A bipartisan bill would extend the Great Lakes Restoration Initiative (GLRI) for another five years, through 2031, and increase annual funding levels from $475 million in 2026 to $500 million from 2027 to 2031.
Created in 2010, the GLRI aims to restore and protect the Great Lakes and its watersheds, which continue to be stressed by contamination and threats to water quality, and still face threats from new invasive species, climate change, erosion and habitat destruction, Gillibrand said. The GLRI has focused efforts to stop the spread of carp and other invasive species, restore coastline and habitats connecting our streams and rivers and clean up environmentally damaged areas.
In past years, the Trump administration attempted several times to cut the Environmental Protection Agency's funding that supports the GLRI, and in 2017, tried to eliminate the program altogether, but each time faced bipartisan pushback to those efforts.

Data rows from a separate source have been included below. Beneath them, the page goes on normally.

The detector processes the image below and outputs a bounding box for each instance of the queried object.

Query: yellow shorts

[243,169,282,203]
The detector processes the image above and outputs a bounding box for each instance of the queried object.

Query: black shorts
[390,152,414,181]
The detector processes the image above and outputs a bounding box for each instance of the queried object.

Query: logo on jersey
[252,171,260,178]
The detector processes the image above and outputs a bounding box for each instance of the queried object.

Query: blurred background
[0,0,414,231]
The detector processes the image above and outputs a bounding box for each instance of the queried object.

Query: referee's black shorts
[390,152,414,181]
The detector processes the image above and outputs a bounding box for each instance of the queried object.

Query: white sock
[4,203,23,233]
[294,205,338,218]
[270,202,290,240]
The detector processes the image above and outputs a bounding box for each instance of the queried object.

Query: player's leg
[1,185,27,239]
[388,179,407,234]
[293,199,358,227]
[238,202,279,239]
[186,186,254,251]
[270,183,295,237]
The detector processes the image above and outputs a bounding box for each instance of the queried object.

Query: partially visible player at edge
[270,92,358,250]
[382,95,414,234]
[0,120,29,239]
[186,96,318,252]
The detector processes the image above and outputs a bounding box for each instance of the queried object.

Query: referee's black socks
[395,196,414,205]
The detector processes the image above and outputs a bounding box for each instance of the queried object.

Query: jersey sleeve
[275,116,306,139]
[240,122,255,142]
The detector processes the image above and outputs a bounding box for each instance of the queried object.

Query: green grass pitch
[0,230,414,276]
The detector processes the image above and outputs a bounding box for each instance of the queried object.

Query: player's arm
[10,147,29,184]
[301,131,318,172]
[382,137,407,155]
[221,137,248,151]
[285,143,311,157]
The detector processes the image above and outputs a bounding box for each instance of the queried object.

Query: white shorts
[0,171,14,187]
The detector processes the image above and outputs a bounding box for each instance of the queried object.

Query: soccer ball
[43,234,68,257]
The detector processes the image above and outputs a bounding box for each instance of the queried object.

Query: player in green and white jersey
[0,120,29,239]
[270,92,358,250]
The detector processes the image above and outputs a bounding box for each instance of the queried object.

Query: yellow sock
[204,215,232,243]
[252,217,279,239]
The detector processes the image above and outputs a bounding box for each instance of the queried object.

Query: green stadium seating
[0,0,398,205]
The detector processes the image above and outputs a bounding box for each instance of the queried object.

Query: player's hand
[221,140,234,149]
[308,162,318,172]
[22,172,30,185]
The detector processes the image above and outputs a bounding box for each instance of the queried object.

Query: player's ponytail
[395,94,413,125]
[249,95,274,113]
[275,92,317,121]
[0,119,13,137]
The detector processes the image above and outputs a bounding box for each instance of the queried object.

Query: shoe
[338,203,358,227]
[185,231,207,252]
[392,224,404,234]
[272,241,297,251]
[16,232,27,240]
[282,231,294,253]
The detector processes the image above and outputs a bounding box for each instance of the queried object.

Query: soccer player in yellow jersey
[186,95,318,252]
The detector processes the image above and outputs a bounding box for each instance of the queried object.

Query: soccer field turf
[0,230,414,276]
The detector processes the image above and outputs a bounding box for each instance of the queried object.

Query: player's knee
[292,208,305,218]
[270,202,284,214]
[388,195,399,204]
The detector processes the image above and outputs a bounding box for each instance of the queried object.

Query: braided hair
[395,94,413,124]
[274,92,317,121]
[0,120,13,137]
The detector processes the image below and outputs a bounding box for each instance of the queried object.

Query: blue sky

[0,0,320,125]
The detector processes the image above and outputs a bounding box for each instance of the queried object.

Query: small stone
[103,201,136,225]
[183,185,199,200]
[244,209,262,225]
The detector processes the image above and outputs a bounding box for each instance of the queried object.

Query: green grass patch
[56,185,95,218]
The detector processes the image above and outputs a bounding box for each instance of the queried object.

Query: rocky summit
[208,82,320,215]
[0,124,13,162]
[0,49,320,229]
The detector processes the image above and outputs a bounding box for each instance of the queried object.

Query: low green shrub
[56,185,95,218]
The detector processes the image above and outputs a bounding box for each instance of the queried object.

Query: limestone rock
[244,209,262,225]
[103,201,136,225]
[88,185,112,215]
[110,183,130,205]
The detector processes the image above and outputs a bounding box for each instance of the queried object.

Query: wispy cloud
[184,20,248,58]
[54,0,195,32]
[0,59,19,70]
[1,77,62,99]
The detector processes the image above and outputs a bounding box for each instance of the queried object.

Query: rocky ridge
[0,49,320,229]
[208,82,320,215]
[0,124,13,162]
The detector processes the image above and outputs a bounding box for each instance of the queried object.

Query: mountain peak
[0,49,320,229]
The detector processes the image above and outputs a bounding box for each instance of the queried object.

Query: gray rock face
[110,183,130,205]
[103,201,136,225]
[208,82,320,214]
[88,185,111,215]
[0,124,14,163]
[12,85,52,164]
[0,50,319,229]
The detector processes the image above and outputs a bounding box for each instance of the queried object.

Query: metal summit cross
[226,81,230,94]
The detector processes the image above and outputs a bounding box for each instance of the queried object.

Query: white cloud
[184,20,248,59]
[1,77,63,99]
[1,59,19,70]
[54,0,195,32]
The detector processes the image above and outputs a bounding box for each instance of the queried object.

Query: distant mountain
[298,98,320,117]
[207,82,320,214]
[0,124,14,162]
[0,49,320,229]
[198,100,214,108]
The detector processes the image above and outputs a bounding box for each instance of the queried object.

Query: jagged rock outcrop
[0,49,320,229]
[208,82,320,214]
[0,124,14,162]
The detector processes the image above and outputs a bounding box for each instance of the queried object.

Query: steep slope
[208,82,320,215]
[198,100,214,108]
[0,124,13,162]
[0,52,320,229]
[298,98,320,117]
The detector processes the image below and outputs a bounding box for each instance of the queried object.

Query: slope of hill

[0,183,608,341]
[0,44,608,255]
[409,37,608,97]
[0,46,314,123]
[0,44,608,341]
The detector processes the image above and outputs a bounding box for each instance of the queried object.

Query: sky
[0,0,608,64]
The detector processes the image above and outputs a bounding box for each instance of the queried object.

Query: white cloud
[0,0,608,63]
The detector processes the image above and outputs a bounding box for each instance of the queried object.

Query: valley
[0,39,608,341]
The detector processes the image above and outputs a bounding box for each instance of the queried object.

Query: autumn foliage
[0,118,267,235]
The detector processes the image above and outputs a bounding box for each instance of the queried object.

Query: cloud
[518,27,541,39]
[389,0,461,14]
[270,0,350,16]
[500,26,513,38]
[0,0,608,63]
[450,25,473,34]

“The Great Lakes Restoration Initiative is a massive, multi-state investment in the future of the Great Lakes; it devotes significant resources and funding to ecosystem revitalization, which will simultaneously protect our natural resources and create jobs. I am encouraged by the progress that Great Lakes Restoration Initiative has already made and I will partner with my colleagues from New York and surrounding states to reauthorize it and continue laying the foundation for a greener, cleaner future," Gillibrand said in a statement.
Gillibrand's bill is sponsored by U.S. Sen. Chuck Schumer and Democratic and Republican senators representing other states bordered by the Great Lakes — Pennsylvania, Michigan, Ohio, Indiana, Illinois and Minnesota. Bipartisan sponsors in the House of Representatives include U.S. Rep. Claudia Tenney, of New York, whose district hugs Lake Ontario.